Representational image. | Image Courtesy: Telegraph India
Lucknow/Chitrakoot: Eleven-year-old Reena Devi aspires to become a policewoman one day. The young girl is a resident of Khopa village, about 15 kilometres from the district headquarters of Chitrakoot district.
Reena was struck by an unforeseen tragedy when her school was closed due to the COVID-19 pandemic. She is from an economically disadvantaged background and was unable to resume studies due to the unavailability of a smartphone.
“On one hand, the teachers at the government school do not teach the way they should. And now, these online classes are a joke on people like us who cannot afford a smartphone and an internet connection,” she said.
“There is only one smartphone in my house. It is used by my elder brother who refrains from giving his phone to us. Charging the phone is also an issue in our village since the electricity supply is far from constant. As a result, I am totally dependent on my friends who have smartphones at home,” she added.

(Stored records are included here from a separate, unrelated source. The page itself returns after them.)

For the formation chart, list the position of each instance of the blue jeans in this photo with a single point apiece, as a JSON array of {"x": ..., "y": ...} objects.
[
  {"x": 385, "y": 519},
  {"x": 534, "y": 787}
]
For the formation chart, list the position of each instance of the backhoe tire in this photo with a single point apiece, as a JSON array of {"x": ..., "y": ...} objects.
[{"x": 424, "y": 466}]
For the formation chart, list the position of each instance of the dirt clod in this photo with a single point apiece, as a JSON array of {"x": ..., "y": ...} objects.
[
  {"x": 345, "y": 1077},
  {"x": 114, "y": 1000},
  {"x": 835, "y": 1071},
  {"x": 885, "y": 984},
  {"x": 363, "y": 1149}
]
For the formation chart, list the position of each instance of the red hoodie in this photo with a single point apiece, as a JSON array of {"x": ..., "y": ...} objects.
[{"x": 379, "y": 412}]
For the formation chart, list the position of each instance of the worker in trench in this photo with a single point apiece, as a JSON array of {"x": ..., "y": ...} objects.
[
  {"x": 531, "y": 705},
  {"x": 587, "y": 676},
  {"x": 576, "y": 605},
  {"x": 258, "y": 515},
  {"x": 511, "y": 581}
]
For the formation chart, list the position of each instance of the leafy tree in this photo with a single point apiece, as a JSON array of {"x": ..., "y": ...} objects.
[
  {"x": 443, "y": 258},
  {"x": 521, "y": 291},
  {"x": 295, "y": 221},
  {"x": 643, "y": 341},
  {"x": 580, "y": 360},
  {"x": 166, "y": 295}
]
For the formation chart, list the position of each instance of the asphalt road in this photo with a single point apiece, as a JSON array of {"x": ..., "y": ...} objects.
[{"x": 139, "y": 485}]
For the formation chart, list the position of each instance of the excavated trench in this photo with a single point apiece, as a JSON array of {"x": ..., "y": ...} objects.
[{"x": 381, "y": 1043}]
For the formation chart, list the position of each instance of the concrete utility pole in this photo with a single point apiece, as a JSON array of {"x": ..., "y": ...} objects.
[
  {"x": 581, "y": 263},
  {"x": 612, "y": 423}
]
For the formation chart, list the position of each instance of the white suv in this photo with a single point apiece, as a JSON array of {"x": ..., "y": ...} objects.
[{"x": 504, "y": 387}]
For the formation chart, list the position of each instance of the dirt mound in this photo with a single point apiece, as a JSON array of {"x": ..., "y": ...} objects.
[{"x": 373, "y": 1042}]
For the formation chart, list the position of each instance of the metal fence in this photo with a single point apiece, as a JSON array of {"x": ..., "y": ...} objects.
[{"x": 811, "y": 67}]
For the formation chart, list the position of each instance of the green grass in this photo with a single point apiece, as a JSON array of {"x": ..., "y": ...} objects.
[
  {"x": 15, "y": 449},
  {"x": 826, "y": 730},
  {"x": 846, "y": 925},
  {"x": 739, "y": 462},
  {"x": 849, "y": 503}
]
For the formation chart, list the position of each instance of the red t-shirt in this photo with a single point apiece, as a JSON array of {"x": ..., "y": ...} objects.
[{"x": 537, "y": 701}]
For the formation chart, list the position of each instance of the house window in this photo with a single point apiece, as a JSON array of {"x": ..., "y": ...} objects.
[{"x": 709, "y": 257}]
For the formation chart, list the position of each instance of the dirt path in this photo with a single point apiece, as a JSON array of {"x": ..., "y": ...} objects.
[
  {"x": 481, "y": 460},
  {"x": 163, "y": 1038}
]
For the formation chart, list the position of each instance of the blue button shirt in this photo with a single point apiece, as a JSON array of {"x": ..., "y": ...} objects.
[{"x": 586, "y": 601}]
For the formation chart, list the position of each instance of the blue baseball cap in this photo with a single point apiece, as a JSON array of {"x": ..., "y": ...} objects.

Vipul and Sipul are twin brothers, both of whom study in Class 8 in a Lucknow school. Two days after the lockdown was announced, they left for their village in Chitrakoot district. The brothers were not given any homework by the school but as soon as the lockdown was extended, their father received a message the from school about online education.
Vinod Kumar, the boys’ father, who works as a driver for an NHAI (National Highways Authority of India) contractor in Lucknow, was content that their education would not suffer. Little did he know that a single smartphone at home would create a lot of problems going forward.
“My wife uses a black and white phone, so I had to get my kids a new smartphone and a new cellular connection with a good internet package. This was an extra expense aside from school fees, admission fees and the tuition fee that I had paid in the month of March. I was okay with it as I thought my kids would study,” Vinod said.
However, the way the situation has played out, Vinod said that online education was creating a “divide because my kids are in same class but in different sections. As a result, their class timings are different and they both want the mobile at same time, which is now a problem for us. If I go to buy another smartphone then I will have to borrow at least Rs 10,000 from someone. The new mobile connection already costs me an additional Rs 500 per month for data usage,” he added. He said that if this goes on for a few more days, he will lose all his savings.
Suresh Pal, a student of Class 11 in Siya Singh Inter College has a smartphone, but not the money to get a data pack to study. “I am from a poor family; my parents are daily-wagers. Earlier, I used to find a daily-wage job and get my mobile phone recharged. However, since the lockdown was imposed, I have not been able to find any work. If we get some work then the money is used for food because that is a priority and not the internet,” he said.
“One can afford online classes only when he has the money to buy a smartphone and get a data pack. The prospect looks good for people who are from well-to-do families; not for people like us who depend on daily labour to earn a livelihood. There are rifts happening in families due to the demand for a smartphone by children,” said Lavkesh Pal, Suresh’s father.
Naresh Paras, an Agra-based child rights activist said that digital education has more demerits than merits.
“I know of a case where the father had to sell his bicycle to get a new mobile phone. Even after selling his only means of transport, he had to borrow money from a local moneylender. People are starving in this pandemic and need food first. This additional expense of internet packs and smartphones is adding to their woes,” Paras said.
He added that instead of internet-based education, schools could have taken the help of community volunteers. Samina Bano, a Lucknow-based right to education activist said that at a time when surviving is the priority for some, children can go without education for some time.
“There is a very low penetration of smartphones with internet access among the economically weaker sections of the society in India, at about eight percent. People are cash strapped and most of the content is available in English only. Aside from these flaws, mobiles have a detrimental impact on health, leading to depression and poor eye-sight. It would have been better if there was a TV or radio programme for educating the kids, but unfortunately, due to this unprecedented situation, nothing much could have been done. The problem is greater in small schools as they do not have the capacity and capability to go online,” she added.